Música com Q: PJ Harvey

Num Inverno de 1995, chego a casa – de um dia provavelmente traumático – e faço o que qualquer adolescente fazia naquela altura: ligo a televisão na MTV. Para os que já não experienciaram tal coisa, naquela época a MTV era uma referência para os e as jovens que pretendiam descobrir tanto as vertentes mais populares como as mais experimentais da música contemporânea. Eis que (muito provavelmente) no saudoso ‘Alternative Nation‘ surge uma figura feminina absolutamente encantória que vim a saber ser PJ Harvey. Embrulhada num vestido vermelho que lhe escondia a silhueta magra, lábios enormes escarlate e uma carregada sombra de olhos azul turquesa. Enquanto nos fixava impiedosamente, contorcia-se numa dança exótica enquanto cantava sobre a morte de uma criança às mãos da sua mãe, num desvario de demência. Era uma visão tremenda que certamente mudou de forma radical como olhava as mulheres.

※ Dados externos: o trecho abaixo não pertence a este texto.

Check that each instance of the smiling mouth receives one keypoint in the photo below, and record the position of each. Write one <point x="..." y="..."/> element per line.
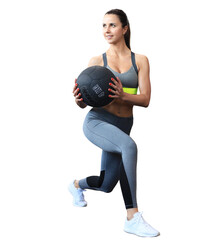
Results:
<point x="109" y="36"/>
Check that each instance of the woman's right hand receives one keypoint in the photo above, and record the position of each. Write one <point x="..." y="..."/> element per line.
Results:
<point x="78" y="96"/>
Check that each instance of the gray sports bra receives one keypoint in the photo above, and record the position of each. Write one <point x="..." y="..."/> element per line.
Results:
<point x="129" y="79"/>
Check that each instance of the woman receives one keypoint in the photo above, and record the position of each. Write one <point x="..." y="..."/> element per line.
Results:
<point x="109" y="127"/>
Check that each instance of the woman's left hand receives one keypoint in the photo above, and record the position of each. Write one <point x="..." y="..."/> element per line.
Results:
<point x="118" y="89"/>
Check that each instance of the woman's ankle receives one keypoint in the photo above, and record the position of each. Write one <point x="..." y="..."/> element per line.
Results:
<point x="131" y="212"/>
<point x="76" y="184"/>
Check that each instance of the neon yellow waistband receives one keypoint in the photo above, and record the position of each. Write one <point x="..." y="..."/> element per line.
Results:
<point x="130" y="90"/>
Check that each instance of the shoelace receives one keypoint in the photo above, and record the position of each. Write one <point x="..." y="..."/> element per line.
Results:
<point x="81" y="195"/>
<point x="140" y="219"/>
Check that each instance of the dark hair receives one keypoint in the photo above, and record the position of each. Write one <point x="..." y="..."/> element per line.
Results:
<point x="124" y="20"/>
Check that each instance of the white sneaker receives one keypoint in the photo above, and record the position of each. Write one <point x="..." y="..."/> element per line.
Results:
<point x="78" y="196"/>
<point x="138" y="226"/>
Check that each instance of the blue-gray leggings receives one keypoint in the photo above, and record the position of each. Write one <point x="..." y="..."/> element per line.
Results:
<point x="119" y="155"/>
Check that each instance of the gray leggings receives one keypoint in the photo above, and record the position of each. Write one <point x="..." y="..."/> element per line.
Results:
<point x="119" y="155"/>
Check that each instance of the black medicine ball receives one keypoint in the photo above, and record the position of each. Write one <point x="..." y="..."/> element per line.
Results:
<point x="93" y="83"/>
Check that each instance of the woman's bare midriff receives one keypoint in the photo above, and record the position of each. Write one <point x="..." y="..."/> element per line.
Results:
<point x="119" y="108"/>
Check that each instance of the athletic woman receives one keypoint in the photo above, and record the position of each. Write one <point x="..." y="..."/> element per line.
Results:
<point x="109" y="127"/>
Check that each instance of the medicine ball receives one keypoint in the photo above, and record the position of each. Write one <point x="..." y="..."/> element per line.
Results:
<point x="93" y="83"/>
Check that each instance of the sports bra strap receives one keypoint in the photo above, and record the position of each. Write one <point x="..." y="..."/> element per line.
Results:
<point x="134" y="62"/>
<point x="105" y="60"/>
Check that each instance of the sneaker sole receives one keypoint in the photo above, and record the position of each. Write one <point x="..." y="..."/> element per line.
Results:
<point x="76" y="205"/>
<point x="142" y="235"/>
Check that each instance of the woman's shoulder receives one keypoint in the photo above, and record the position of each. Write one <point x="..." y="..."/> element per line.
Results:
<point x="97" y="60"/>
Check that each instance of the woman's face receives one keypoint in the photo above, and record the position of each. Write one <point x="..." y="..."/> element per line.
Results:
<point x="112" y="29"/>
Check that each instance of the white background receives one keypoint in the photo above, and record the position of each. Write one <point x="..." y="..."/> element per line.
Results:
<point x="43" y="47"/>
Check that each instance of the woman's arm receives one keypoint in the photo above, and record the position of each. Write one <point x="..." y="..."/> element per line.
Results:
<point x="143" y="98"/>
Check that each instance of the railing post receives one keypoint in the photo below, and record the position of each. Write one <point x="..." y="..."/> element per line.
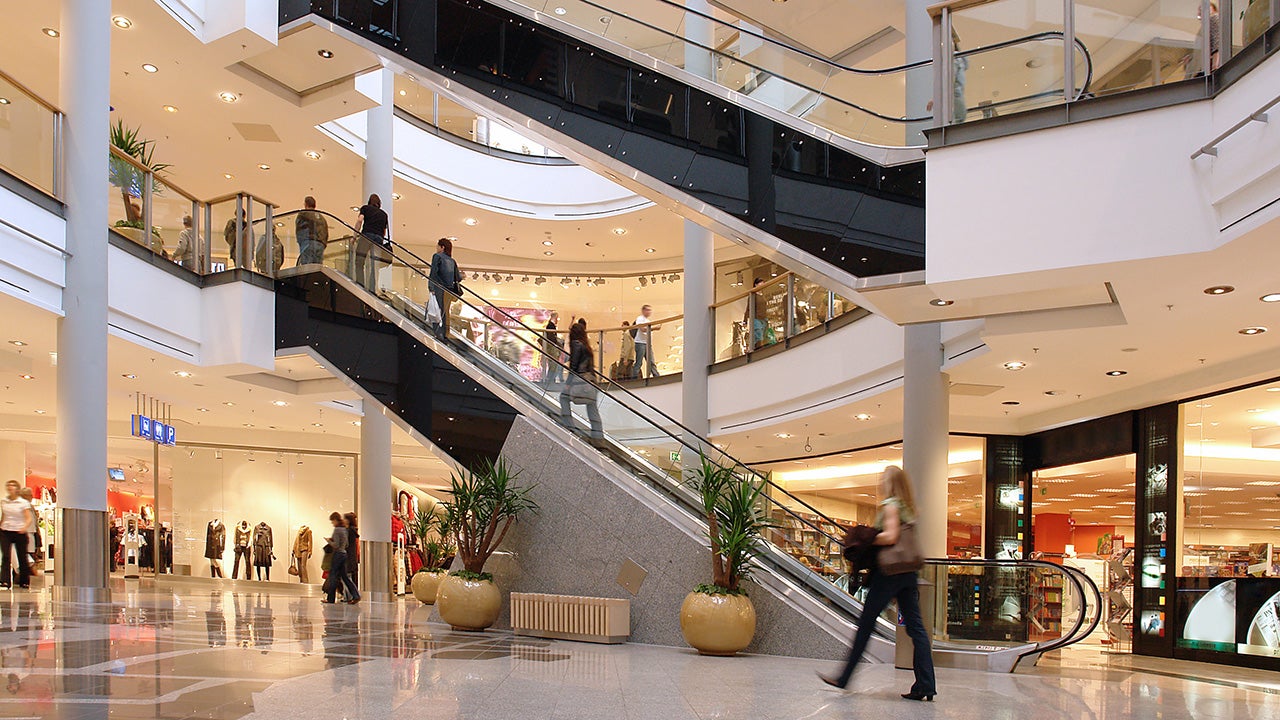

Já abordámos a veneração tremenda que os homens gay têm pelas suas divas e PJ Harvey cedo se tornou numa essencial para mim. Talvez não seja a mais óbvia das escolhas, mas detinha (e detém) nela um poder absolutamente transfigurante e subversivo. Mais tarde descobri que, à semelhança de outras figuras femininas da música alternativa do início dos anos 90 como Björk e Tori Amos, tinha um grande culto dentro da comunidade LGBT. Estas artistas não questionavam somente o papel da mulher numa sociedade ainda extremamente patriarcal e opressora de forma pacífica e moderada. Elas pegavam nesses preconceitos bacocos e evisceravam-nos com gritos ferais num ritual de sangue e carne. Era uma nova era de feminismo na qual me revia também graças a elas.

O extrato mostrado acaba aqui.